Status epilepticus (SE) requires not only urgent symptomatic treatment with antiepileptic drugs but also rapid identification and treatment of its cause. This narrative review summarizes the most important advances in classification and treatment of SE.
Data sources included MEDLINE, EMBASE, ClinicalTrials.gov, and back tracking of references in pertinent studies, reviews, and books.

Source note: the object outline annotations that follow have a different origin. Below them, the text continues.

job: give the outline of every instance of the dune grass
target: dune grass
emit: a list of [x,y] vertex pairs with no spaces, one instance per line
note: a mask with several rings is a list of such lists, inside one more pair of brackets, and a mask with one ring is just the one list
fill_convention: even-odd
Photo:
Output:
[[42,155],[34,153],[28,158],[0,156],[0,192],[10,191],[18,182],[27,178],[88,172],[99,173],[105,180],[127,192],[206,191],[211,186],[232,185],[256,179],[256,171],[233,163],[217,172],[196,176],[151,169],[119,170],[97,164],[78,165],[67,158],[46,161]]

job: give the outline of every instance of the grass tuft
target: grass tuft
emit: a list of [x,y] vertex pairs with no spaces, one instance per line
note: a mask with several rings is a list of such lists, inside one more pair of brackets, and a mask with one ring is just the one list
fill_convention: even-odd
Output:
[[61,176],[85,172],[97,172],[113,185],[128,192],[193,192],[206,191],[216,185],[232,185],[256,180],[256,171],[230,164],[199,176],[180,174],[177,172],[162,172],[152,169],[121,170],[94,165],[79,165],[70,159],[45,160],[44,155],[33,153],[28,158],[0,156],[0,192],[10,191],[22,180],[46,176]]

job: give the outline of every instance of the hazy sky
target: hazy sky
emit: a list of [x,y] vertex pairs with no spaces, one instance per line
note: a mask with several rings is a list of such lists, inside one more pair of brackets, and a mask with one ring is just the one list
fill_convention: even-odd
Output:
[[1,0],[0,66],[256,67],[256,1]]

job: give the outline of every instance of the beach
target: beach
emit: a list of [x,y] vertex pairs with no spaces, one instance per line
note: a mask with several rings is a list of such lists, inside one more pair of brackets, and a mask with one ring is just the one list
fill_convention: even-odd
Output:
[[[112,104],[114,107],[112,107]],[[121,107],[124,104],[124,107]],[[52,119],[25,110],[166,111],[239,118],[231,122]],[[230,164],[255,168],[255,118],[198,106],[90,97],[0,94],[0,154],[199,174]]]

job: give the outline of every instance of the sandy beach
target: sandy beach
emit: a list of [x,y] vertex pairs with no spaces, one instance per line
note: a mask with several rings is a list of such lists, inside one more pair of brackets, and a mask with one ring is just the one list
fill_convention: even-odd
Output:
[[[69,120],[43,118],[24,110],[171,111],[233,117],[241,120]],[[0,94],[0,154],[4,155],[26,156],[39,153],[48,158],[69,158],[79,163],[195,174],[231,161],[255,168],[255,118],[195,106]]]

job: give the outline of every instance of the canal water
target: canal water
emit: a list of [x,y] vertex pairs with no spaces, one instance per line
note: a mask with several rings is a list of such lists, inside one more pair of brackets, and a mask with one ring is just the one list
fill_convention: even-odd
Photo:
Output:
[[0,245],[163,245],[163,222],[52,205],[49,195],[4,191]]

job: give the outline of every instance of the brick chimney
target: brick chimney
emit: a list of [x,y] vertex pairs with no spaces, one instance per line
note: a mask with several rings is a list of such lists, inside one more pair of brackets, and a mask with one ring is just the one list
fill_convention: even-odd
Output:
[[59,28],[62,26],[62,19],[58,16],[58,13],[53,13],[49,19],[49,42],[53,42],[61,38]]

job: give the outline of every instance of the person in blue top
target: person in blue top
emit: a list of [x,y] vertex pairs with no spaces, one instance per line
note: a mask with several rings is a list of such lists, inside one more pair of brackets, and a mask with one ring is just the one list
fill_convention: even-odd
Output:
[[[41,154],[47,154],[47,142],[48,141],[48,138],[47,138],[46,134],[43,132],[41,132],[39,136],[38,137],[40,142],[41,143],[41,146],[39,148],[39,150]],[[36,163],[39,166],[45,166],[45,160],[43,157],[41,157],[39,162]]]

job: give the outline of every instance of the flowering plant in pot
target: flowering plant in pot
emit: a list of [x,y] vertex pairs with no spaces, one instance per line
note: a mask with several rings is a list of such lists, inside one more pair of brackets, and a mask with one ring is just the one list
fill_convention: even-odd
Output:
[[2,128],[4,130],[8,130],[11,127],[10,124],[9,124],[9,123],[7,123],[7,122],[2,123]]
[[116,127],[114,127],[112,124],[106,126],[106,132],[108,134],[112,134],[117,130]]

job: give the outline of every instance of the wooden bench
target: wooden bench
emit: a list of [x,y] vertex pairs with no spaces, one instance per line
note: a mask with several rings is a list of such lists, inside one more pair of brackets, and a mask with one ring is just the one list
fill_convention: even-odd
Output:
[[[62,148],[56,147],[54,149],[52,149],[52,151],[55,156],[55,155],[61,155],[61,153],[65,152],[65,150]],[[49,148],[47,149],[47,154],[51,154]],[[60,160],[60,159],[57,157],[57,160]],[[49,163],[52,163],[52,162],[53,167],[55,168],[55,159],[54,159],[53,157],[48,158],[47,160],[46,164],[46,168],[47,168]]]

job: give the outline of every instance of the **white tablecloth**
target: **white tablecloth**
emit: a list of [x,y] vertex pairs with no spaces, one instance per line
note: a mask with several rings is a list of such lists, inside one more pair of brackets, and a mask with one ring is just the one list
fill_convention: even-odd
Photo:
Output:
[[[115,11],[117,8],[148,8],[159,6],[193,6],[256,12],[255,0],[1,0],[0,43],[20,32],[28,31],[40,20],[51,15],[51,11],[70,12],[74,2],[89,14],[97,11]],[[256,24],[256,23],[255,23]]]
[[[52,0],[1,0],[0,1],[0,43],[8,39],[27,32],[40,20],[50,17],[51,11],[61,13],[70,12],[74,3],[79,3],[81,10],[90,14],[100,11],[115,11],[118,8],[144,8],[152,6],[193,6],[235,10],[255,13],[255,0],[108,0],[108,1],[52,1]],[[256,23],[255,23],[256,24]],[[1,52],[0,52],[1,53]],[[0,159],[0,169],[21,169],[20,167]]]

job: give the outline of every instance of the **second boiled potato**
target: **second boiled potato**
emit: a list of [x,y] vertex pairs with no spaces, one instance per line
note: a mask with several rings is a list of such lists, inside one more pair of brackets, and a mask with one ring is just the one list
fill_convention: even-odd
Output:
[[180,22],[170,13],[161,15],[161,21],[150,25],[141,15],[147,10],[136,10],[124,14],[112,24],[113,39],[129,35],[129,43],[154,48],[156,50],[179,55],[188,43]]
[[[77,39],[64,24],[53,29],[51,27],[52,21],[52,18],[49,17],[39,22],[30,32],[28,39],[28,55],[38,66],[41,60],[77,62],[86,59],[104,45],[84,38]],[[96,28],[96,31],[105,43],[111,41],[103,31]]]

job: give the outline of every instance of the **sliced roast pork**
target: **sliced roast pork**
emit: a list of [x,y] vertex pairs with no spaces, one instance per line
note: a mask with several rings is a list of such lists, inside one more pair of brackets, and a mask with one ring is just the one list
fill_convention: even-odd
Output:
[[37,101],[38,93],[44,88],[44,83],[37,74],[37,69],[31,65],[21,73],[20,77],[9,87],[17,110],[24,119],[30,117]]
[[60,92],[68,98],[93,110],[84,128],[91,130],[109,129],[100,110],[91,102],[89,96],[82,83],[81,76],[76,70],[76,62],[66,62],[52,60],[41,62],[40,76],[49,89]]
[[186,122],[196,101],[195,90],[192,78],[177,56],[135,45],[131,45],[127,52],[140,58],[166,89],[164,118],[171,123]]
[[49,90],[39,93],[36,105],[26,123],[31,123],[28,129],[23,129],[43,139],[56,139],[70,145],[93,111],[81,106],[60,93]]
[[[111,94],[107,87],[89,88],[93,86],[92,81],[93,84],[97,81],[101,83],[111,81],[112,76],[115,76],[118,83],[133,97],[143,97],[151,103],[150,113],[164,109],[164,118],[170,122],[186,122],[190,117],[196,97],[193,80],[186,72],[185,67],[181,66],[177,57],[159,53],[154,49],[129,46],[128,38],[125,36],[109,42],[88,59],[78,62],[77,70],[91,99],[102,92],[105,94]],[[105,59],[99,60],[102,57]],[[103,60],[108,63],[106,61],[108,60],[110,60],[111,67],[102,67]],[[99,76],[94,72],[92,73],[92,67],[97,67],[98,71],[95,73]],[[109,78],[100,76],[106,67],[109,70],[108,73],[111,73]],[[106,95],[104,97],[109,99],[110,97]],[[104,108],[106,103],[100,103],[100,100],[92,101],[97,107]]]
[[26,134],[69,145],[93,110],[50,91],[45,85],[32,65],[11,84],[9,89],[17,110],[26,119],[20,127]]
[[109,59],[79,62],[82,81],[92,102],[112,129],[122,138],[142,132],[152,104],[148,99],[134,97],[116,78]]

SE is now defined as "a condition resulting either from the failure of the mechanisms responsible for seizure termination or from the initiation of mechanisms, which lead to abnormally, prolonged seizures (after time point t1). It is a condition, which can have long-term consequences (after time point t2), including neuronal death, neuronal injury, and alteration of neuronal networks, depending on the type and duration of seizures." A new diagnostic classification system of SE introduces four axes: semiology, aetiology, EEG correlates, and age. For the acute treatment intravenous benzodiazepines (lorazepam, diazepam, clonazepam) and intramuscular midazolam appear as most effective treatments for early SE. In children, buccal or intranasal midazolam are useful alternatives. In established SE intravenous antiepileptic drugs (phenytoin, valproate, levetiracetam, phenobarbital, and lacosamide) are in use. Treatment options in refractory SE are intravenous anaesthetics; ketamine, magnesium, steroids and other drugs have been used in super-refractory SE with variable outcomes.
Over the past 25 years major advances in definition, classification and understanding of its mechanisms have been achieved. Despite this up to 40% of patients in early status cannot be controlled with first line drugs. The treatment of super-refractory status is still an almost evidence free zone.